Yesterday I made a post about how I’m meeting a guy I like today and don’t know how to keep my thoughts platonic, and this is a follow-up on what happened.

We met up and greeted eachother, the first thing he said was asking if I wanna go back to his place. This immedietely made my heart race and get excited, and keeping my thoughts platonic had already become impossible just from that.

We went to his place and he offered me anything to eat or drink, I declined because I don’t like eating/drinking around people, causes anxiety. We sat at a table talking for a while, he was telling me about stuff he’s into but I was unable to say much back because I freeze up when someone asks me what stuff I like. He played piano for a while and I complimented him a bunch.

He was talking about identity stuff and told me he identifies as bisexual, which again got me incredibly excited, at this point I thought I might actually have a chance with him, he was so nice and I enjoyed his company so much. Then after talking for a while he eventually brought up that he had a crush on my other friend, who he has “mixed feelings” about. I pretty much felt my soul leave my body at that point. I tried to act like I was still happy, I don’t think I made it obvious I was into him, at least I don’t think I did.

Then after a while of talking (I was there for about 2 hours at this point) he said “So, do you wanna get going?” and I was immedietely taken back by this. My mind was going “Holy s\*\*\* he wants me to go”. Up until then I was really under the impression he was enjoying our time together. We walked back to the bus stop, I was too deep in my thoughts, trying to understand if I had said something wrong or whatever to really say anything to him.

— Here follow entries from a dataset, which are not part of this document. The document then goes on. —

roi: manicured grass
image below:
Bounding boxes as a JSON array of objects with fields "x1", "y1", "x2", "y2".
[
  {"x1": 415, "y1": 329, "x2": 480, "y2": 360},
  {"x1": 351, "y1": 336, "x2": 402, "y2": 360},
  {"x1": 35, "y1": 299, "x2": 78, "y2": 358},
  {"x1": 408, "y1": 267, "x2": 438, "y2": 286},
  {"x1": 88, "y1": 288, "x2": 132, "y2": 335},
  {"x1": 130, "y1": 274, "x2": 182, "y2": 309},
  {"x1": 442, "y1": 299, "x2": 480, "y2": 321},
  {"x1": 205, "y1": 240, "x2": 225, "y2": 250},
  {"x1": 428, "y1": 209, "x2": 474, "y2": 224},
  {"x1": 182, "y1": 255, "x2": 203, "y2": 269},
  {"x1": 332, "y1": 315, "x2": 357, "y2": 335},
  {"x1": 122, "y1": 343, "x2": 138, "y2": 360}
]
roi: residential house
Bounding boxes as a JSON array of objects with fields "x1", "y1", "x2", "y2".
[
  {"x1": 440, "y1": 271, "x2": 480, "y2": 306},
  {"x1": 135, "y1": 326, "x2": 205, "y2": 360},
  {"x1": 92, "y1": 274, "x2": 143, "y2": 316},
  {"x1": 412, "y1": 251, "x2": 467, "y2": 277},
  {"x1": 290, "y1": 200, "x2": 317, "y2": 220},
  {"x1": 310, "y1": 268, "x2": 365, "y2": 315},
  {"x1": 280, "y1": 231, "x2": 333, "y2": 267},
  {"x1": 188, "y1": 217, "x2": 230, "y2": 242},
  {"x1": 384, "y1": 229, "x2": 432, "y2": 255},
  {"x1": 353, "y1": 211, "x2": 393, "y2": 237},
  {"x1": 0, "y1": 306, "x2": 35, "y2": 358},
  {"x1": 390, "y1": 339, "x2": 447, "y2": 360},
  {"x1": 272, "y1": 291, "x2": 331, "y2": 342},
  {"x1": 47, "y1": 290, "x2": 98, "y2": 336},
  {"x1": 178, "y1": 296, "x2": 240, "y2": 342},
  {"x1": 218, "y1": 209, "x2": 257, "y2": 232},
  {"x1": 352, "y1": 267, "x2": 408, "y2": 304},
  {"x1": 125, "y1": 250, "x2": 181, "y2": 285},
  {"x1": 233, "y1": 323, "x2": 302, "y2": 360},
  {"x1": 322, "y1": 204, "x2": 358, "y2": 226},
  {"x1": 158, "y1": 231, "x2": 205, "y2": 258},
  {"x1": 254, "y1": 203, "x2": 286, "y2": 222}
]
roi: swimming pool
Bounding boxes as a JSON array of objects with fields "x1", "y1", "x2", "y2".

We waited for the bus while not saying much, we did speak about a show we both like for a bit but was mostly just smiling at eachother. I told him I’m sorry if I was awkward and that I really enjoyed listening to everything he had to say, then I got on the bus.

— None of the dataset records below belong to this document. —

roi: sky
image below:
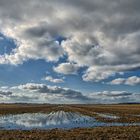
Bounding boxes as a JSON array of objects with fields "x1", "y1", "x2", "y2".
[{"x1": 0, "y1": 0, "x2": 140, "y2": 104}]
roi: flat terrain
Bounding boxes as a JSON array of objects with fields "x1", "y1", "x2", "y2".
[{"x1": 0, "y1": 104, "x2": 140, "y2": 140}]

Got home, my mum greeted me with “you were quick”, which just made me feel worse. Went to my room and immedietely had a break-down, which I’m still currently having.

I think he might have gotten fed up speaking to me because I wasn’t really making conversation at all, I was just waiting for him to start one the whole time, IDK. I just feel like I completely ruined everything. I’m 10 times more into him after today than I was before and I can’t stop thinking about him now. He said he’d see my next thursday when we go to the group thing again, and I’m unsure if I should keep pursuing this or try my hardest to distance myself from him. I really couldn’t pick up on whether he wanted to do this again or not, I feel like he didn’t but I’m too autistic to really judge.

What do I do?

2 comments
  1. Well, I wouldn’t put all this on yourself. I think it’s VERY odd for him to invite you to his place and then bring up his crush on your friend. Inviting you to his place is a direct indication of interest (in you!), so why bring up the friend?

    Separately it would probably be helpful for you to get more comfortable having relaxed conversations. Basically take whatever he says and LINK to it, with a comment, relevant question or insight of your own, if you have one. Other than that you can talk about yourself, or ask questions about his place (special objects, pictures, anything unusual), what he likes to do, what he’s into, future plans etc.

    Just have fun with it!

    But, I don’t think you did anything wrong.

  2. Pass, move on, he wanted an “in” with your friend.

    Im sorry for your loss

    You did nothing wrong here, it was crappy of the person to not let you hang out longer

    How did you get an introduction with him?